Slow Queries: Location#
First, use the PG Cluster panel to locate the specific instance where the slow query is located, here using pg-test-2
as an example.
Then, use the PG Query panel to locate the specific slow query: number -6041100154778468427
Figure 3: Discover abnormal slow queries from the query overview
This query shows:
- Response time significantly increased: from 17us to 280ms
- QPS significantly decreased: from 500 to 7
- Time spent on this query as a percentage significantly increased
It can be determined that this query has become slow!
Next, use the PG Stat Statements panel or PG Query Detail to locate the specific statement of the slow query based on the query ID.
Figure 4: Locate the query statement as
SELECT abalance FROM pgbench_accounts WHERE aid = $1
Slow Queries: Hypothesis#
After knowing the slow query statement, the next step is to infer the cause of the slow query.
SELECT abalance FROM pgbench_accounts WHERE aid = $1
This query uses aid
as a filter condition to query the pgbench_accounts
table. Such a simple query becoming slow is most likely due to an index problem on this table. Anyone with a brain would know the index is missing, because we deleted it ourselves!

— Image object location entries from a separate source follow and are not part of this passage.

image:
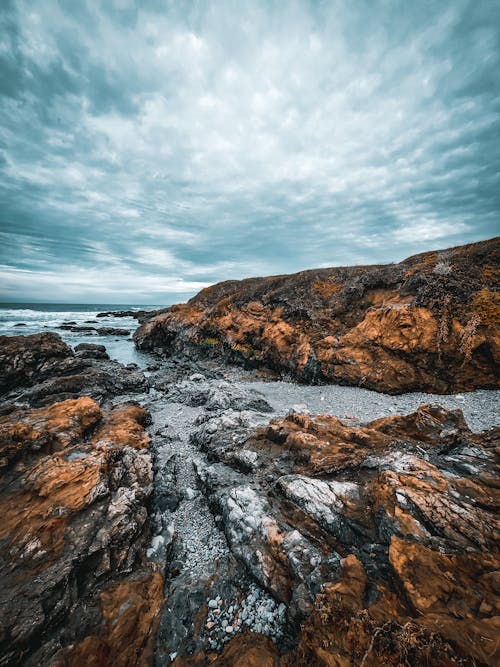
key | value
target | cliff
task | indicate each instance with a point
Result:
(429, 323)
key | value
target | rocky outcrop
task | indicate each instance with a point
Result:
(380, 540)
(428, 323)
(40, 369)
(75, 484)
(25, 360)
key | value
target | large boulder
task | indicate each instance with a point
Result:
(77, 588)
(429, 323)
(380, 539)
(40, 369)
(25, 360)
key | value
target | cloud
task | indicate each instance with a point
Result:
(172, 145)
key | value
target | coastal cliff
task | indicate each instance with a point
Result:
(429, 323)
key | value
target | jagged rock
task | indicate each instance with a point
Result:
(25, 360)
(393, 328)
(381, 539)
(214, 395)
(76, 586)
(41, 369)
(91, 351)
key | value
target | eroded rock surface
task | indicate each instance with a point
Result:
(380, 540)
(428, 323)
(75, 484)
(39, 369)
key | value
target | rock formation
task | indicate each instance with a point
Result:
(381, 540)
(429, 323)
(77, 588)
(40, 369)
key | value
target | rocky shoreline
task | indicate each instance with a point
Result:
(429, 323)
(197, 514)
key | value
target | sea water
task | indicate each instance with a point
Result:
(39, 317)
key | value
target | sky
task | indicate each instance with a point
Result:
(150, 148)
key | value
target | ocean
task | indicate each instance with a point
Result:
(38, 317)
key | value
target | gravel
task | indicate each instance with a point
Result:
(190, 526)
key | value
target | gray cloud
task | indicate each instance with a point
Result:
(151, 148)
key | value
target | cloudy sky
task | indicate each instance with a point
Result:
(149, 148)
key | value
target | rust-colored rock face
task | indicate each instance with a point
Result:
(382, 539)
(429, 323)
(76, 587)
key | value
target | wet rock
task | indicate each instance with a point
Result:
(25, 360)
(380, 540)
(76, 585)
(395, 328)
(91, 351)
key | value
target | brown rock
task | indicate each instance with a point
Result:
(402, 327)
(407, 506)
(25, 360)
(76, 588)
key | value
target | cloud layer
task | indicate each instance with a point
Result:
(151, 148)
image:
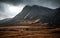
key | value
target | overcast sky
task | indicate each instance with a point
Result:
(10, 8)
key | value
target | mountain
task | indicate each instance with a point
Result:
(35, 12)
(46, 15)
(56, 20)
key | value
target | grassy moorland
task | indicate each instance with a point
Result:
(33, 31)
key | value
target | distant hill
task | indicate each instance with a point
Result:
(46, 15)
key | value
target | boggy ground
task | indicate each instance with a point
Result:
(35, 31)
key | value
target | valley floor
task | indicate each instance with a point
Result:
(29, 32)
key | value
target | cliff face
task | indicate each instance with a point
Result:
(46, 15)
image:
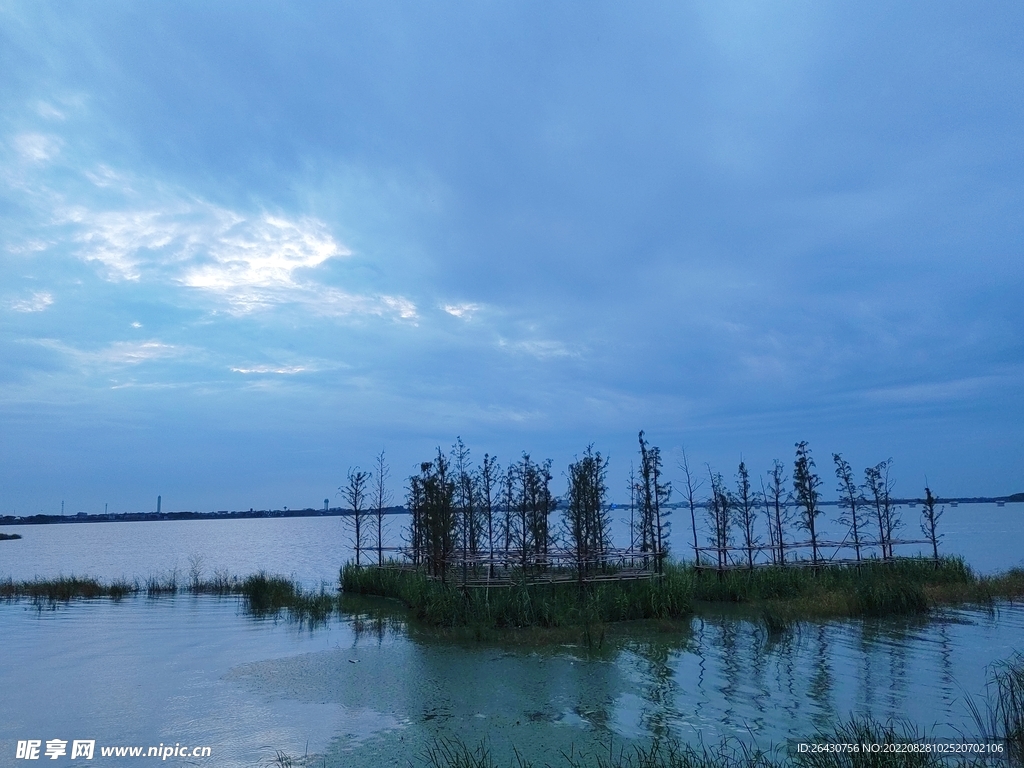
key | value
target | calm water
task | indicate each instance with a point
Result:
(311, 549)
(368, 690)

After analyzing the query, we can make a hypothesis: This query became slow because the aid
column on the pgbench_accounts
table lacks an index.
The next step is to verify the hypothesis.
First, using PG Table Catalog, we can examine table details, such as indexes built on the table.
Second, consult the PG Table Detail panel to check access to the pgbench_accounts
table to verify our hypothesis.
Figure 5: Access situation on the
pgbench_accounts
table
Through observation, we found that index scans on the table dropped to zero, while sequential scans increased correspondingly. This confirms our hypothesis!
Slow Queries: Solution#
Once the hypothesis is established, we can proceed to propose solutions to solve the problem.
There are usually three ways to resolve slow queries: modify table structure, modify queries, modify indexes.
Modifying table structure and queries usually involves specific business knowledge and domain knowledge, requiring case-by-case analysis. But modifying indexes usually doesn’t require much specific business knowledge.
The problem here can be solved by adding an index. The aid
column on the pgbench_accounts
table lacks an index, so let’s try adding an index to the aid
column on the pgbench_accounts
table to see if this can solve the problem.
CREATE UNIQUE INDEX ON pgbench_accounts (aid);
After adding the index, something magical happened.
Figure 6: You can see that the query’s response time and QPS have returned to normal.
Figure 7: The system load has also returned to normal
Slow Queries: Evaluation#
As the final step in slow query handling, we usually need to record the operation process and evaluate the results.
Sometimes a simple optimization can produce dramatic effects. Maybe a problem that originally required spending hundreds of thousands on additional machines was solved by creating an index.
This kind of story can be expressed in a vivid and intuitive way through monitoring systems, earning KPIs and credit.
Figure: Before and after slow query optimization, the system’s overall saturation dropped from 40% to 4%
(Equivalent to saving X machines, XX million yuan, the boss was delighted, and you’re the next CTO!)
Slow Queries: Summary#
Through this tutorial, you have mastered the general methodology for slow query optimization:
Locate the problem
Propose hypotheses
Verify assumptions
Develop solutions
Evaluate effects
Monitoring systems can play an important role throughout the entire lifecycle of slow query handling. They can also express DBAs’ “experience” and “achievements” in a visualized, quantifiable, and replicable way.